Well, the government did not shut down last week, and, apparently this is newsworthy.
Not only is this newsworthy, the feat has been heralded as one of the greatest compromises in recent years between Congress and the White House. (That is until the next day when both sides began declaring victory over the other side.)
The shutdown was prevented only after President Obama, Speaker John Boehner and Senate Majority Leader Harry Reid held a meeting to hash out this “great compromise that almost wasn’t.”
But it should never have gotten to that point. This country has something called democracy that is supposed to keep closed-door meetings from happening.
All of the partisan bickering created a huge mess that nearly resulted in the shutdown of the most powerful nation in the world, and that should be unacceptable.
Some 800,000 federal employees and all government recipients (this includes Social Security for readers that think only Welfare people get government funds) waited to see if the government they elected to protect them would throw them under the bus because election season is coming up and neither side wants to give ammunition to the other.
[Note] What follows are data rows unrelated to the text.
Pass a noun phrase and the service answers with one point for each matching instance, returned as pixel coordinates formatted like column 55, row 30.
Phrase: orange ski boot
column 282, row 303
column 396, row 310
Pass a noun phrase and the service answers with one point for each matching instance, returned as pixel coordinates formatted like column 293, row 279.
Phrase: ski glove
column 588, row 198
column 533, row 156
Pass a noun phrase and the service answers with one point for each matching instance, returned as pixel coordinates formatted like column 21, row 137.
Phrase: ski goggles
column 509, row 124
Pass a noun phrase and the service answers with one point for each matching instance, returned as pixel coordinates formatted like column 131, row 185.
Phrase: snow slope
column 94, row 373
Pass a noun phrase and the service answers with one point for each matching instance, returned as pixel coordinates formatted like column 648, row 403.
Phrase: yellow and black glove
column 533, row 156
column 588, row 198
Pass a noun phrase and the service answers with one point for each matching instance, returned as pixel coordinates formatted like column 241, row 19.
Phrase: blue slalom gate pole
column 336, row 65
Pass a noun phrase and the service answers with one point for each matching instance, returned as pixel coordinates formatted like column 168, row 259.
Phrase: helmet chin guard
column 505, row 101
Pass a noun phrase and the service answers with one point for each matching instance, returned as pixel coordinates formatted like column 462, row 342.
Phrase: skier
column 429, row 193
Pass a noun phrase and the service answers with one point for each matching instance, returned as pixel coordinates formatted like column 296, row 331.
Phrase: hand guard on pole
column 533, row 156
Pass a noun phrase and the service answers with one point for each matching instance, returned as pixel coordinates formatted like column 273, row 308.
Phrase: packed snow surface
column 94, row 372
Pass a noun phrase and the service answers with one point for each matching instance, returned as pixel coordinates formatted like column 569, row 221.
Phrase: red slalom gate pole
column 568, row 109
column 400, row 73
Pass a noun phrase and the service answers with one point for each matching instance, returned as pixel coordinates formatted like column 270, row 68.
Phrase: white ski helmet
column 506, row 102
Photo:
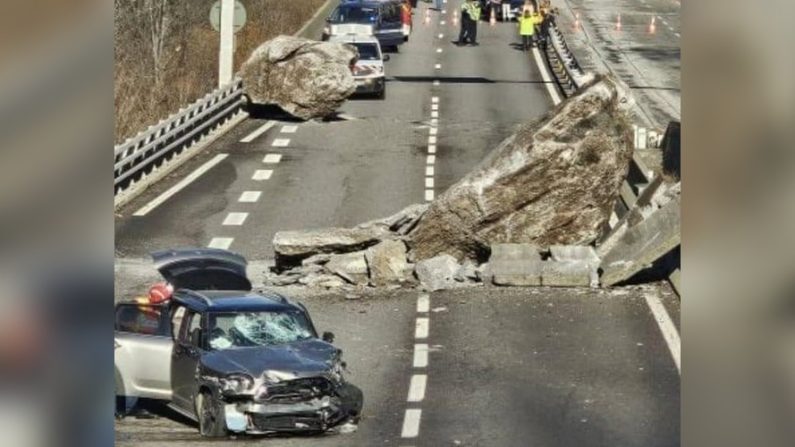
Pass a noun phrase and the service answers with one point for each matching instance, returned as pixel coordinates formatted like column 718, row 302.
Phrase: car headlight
column 236, row 383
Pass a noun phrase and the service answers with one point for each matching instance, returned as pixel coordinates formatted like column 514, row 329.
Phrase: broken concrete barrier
column 642, row 244
column 437, row 273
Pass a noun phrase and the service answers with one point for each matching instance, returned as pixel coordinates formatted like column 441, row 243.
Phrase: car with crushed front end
column 230, row 359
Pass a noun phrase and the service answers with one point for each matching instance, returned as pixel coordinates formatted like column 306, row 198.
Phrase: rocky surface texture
column 306, row 78
column 527, row 216
column 553, row 182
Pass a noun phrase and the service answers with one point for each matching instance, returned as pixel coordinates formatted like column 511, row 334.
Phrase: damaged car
column 230, row 359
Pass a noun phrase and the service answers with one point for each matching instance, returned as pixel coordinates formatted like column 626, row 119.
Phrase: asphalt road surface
column 505, row 367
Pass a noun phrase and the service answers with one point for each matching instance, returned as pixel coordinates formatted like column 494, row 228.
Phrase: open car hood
column 202, row 269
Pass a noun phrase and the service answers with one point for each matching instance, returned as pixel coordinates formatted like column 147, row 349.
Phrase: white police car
column 369, row 68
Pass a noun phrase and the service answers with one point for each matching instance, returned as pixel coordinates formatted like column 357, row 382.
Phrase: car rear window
column 142, row 319
column 354, row 14
column 367, row 51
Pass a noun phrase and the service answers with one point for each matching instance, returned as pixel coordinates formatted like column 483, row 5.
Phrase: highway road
column 505, row 367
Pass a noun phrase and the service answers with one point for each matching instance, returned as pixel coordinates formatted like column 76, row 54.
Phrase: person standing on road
column 527, row 28
column 470, row 14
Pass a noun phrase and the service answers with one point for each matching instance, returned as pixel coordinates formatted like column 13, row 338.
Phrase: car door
column 185, row 360
column 142, row 354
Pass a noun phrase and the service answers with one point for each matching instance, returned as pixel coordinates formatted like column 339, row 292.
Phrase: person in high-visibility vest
column 527, row 28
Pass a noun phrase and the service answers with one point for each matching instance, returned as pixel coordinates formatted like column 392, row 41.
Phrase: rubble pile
column 306, row 78
column 529, row 215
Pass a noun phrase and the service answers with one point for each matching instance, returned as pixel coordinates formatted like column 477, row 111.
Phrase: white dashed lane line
column 235, row 219
column 261, row 130
column 272, row 158
column 262, row 174
column 157, row 201
column 249, row 196
column 220, row 242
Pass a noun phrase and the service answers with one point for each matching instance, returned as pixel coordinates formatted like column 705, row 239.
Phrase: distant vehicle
column 232, row 360
column 369, row 68
column 384, row 16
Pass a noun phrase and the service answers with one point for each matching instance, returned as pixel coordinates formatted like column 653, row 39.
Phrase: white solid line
column 553, row 93
column 411, row 423
column 262, row 174
column 417, row 388
column 272, row 158
column 261, row 130
column 421, row 330
column 423, row 303
column 249, row 196
column 220, row 242
column 157, row 201
column 421, row 356
column 667, row 328
column 235, row 219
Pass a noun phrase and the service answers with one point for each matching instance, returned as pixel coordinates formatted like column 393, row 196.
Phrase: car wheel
column 209, row 414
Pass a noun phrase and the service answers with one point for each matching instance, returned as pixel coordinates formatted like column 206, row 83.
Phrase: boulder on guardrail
column 553, row 182
column 306, row 78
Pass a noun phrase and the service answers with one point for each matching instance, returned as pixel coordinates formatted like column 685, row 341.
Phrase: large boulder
column 306, row 78
column 552, row 182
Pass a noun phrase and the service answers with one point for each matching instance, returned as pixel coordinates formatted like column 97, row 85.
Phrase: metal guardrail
column 143, row 153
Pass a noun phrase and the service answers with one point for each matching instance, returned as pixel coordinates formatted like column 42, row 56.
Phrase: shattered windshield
column 247, row 329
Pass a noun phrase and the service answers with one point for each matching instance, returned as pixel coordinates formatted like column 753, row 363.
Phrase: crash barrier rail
column 143, row 153
column 568, row 73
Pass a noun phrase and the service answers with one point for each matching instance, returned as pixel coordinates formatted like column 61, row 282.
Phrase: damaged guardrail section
column 139, row 156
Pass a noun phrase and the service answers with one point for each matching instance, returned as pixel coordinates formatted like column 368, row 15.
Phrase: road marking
column 553, row 93
column 667, row 328
column 272, row 158
column 421, row 329
column 417, row 387
column 220, row 242
column 261, row 130
column 157, row 201
column 421, row 356
column 423, row 303
column 262, row 174
column 249, row 196
column 235, row 219
column 411, row 423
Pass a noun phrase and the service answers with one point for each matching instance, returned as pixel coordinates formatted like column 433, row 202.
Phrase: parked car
column 230, row 359
column 369, row 68
column 384, row 16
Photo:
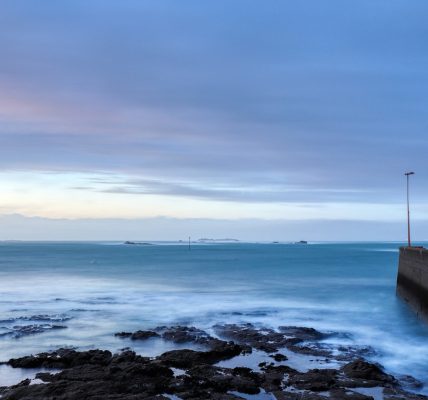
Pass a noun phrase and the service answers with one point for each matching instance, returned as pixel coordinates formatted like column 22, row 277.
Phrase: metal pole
column 409, row 243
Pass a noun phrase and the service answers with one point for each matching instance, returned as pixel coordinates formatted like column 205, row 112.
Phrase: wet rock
column 302, row 333
column 346, row 394
column 19, row 331
column 62, row 358
column 315, row 380
column 99, row 375
column 279, row 357
column 360, row 369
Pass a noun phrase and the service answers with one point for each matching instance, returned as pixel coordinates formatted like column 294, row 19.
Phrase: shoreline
column 232, row 362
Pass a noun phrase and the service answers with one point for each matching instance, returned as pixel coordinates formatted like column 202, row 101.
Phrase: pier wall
column 412, row 278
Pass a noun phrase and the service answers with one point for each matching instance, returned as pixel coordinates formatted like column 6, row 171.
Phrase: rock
column 315, row 380
column 360, row 369
column 99, row 375
column 279, row 357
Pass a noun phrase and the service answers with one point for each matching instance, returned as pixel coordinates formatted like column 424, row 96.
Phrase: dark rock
column 316, row 380
column 361, row 369
column 279, row 357
column 99, row 375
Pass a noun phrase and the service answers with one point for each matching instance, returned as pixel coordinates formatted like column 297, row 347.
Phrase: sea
column 57, row 294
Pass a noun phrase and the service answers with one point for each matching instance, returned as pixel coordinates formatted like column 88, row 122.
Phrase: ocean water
column 96, row 289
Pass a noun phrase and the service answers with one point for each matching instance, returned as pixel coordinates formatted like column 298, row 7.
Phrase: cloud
column 17, row 227
column 238, row 101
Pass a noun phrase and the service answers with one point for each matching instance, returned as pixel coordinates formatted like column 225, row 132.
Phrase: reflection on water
column 95, row 290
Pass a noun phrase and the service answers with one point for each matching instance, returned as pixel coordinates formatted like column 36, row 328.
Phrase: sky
column 244, row 116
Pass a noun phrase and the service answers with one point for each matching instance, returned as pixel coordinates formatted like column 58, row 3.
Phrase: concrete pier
column 412, row 278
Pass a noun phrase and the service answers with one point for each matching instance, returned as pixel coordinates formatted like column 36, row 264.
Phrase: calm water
column 96, row 289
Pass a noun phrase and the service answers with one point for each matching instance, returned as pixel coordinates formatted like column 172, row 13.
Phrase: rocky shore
column 216, row 372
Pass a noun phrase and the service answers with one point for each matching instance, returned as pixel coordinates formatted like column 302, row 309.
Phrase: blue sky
column 225, row 110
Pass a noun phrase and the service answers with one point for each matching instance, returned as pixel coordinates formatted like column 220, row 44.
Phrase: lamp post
column 408, row 209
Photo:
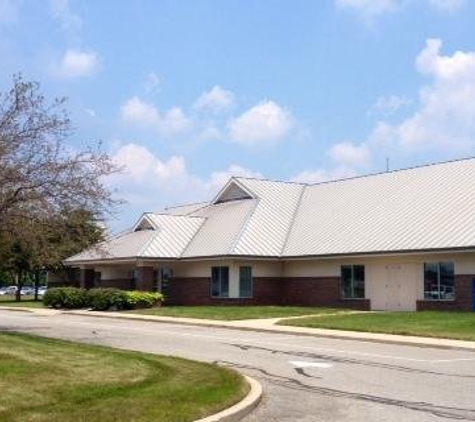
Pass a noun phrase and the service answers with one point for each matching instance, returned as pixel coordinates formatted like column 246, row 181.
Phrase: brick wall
column 318, row 291
column 463, row 297
column 124, row 284
column 323, row 291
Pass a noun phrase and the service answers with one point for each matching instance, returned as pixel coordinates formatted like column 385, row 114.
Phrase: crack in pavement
column 352, row 361
column 291, row 383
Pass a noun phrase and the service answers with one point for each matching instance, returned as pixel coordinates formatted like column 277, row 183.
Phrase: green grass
column 229, row 313
column 26, row 302
column 452, row 325
column 46, row 380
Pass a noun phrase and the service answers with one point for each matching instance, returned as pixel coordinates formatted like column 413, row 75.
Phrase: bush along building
column 400, row 240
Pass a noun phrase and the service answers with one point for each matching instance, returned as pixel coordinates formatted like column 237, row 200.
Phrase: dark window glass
column 245, row 281
column 439, row 281
column 220, row 281
column 353, row 281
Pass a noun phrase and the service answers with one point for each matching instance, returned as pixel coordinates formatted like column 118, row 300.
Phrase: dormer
column 144, row 223
column 233, row 191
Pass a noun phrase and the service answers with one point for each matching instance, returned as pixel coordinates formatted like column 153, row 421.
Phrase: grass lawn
column 51, row 380
column 27, row 302
column 453, row 325
column 229, row 313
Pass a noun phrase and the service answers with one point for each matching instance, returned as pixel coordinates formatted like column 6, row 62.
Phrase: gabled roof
column 422, row 208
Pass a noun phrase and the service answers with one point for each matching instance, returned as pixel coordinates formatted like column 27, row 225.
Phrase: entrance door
column 400, row 287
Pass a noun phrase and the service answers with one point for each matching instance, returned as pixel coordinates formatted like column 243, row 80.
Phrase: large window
column 245, row 281
column 352, row 282
column 439, row 281
column 220, row 281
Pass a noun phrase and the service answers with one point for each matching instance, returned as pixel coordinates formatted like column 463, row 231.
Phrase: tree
column 39, row 173
column 52, row 198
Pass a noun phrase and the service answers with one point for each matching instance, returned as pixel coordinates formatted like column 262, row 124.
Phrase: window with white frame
column 220, row 281
column 439, row 281
column 352, row 282
column 245, row 281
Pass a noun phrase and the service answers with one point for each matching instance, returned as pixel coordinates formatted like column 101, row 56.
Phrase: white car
column 42, row 291
column 26, row 291
column 10, row 290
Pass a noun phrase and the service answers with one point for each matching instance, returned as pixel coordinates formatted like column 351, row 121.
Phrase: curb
column 425, row 342
column 241, row 409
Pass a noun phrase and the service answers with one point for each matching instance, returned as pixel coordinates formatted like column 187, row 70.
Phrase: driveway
column 305, row 378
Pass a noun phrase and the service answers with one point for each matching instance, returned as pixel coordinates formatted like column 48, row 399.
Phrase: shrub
column 107, row 298
column 138, row 300
column 66, row 297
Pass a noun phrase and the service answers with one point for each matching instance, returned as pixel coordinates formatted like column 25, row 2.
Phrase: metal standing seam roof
column 423, row 208
column 430, row 207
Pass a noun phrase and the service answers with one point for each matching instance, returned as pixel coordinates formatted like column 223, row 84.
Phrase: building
column 400, row 240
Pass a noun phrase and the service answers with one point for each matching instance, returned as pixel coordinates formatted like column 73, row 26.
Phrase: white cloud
column 447, row 5
column 149, row 182
column 152, row 82
column 61, row 10
column 350, row 155
column 138, row 112
column 215, row 100
column 76, row 64
column 390, row 104
column 265, row 123
column 445, row 118
column 370, row 10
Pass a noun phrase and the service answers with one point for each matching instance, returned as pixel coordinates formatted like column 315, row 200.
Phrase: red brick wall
column 463, row 297
column 323, row 291
column 145, row 278
column 318, row 291
column 124, row 284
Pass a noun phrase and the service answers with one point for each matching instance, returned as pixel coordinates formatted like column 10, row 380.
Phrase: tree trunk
column 37, row 284
column 19, row 286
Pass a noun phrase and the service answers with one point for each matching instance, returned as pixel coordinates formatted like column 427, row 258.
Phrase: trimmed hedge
column 100, row 299
column 104, row 299
column 66, row 297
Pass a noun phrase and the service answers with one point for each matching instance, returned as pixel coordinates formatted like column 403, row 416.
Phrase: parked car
column 42, row 290
column 25, row 291
column 10, row 290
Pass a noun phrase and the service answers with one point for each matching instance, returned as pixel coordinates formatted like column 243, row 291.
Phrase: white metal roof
column 221, row 230
column 430, row 207
column 423, row 208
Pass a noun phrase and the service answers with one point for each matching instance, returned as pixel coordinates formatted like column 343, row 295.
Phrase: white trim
column 230, row 182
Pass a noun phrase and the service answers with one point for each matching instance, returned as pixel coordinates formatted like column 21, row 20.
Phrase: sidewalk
column 267, row 325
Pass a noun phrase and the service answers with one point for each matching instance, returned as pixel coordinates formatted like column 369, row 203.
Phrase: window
column 245, row 281
column 220, row 281
column 352, row 282
column 439, row 281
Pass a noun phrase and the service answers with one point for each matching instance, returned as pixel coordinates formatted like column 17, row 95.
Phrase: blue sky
column 185, row 94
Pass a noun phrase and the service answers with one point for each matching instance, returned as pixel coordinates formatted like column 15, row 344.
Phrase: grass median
column 450, row 325
column 26, row 302
column 233, row 313
column 51, row 380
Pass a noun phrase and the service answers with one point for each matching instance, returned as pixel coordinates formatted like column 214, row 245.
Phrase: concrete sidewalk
column 268, row 325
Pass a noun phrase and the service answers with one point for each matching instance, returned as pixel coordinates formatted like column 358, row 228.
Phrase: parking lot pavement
column 305, row 378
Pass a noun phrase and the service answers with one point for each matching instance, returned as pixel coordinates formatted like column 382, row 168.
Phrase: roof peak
column 378, row 173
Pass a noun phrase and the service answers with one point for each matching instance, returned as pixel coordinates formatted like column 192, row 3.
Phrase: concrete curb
column 244, row 325
column 241, row 409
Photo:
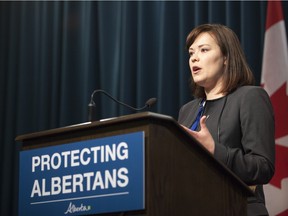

The truth of the matter is that the government should never shut down, and it is ridiculous that Americans have to worry about such a thing happening simply because our leaders can’t get with it.
What a sad state of affairs we have found ourselves in. How horrible is it that the people of the United States would be made to suffer because Democrats and Republicans cannot even agree on what color the sky is?
This near shutdown of the government is proof that the two-party system has run its course. When the people you are elected to serve no longer matter, and the politics within politics are all that do, something has got to change.
Real change, not the “change” candidates tout as a way to rally people to the polls.
Maybe Congress should just divvy themselves into Team D and Team R, arm themselves and have a big street brawl down Constitution Ave. like that scene in “Gangs of New York.”
Maybe then we could elect a whole new slate of legislators who are interested in the people they serve, not the party masters holding meetings in smoke-filled rooms.
It is time the people in Congress get over themselves and work together.
More times than not, the answers to the nation’s problems are not Red answers or Blue answers. They are Purple answers.
The men and women that run Washington, D.C., need to realize that and start working together so that the word “shutdown” is never breathed again.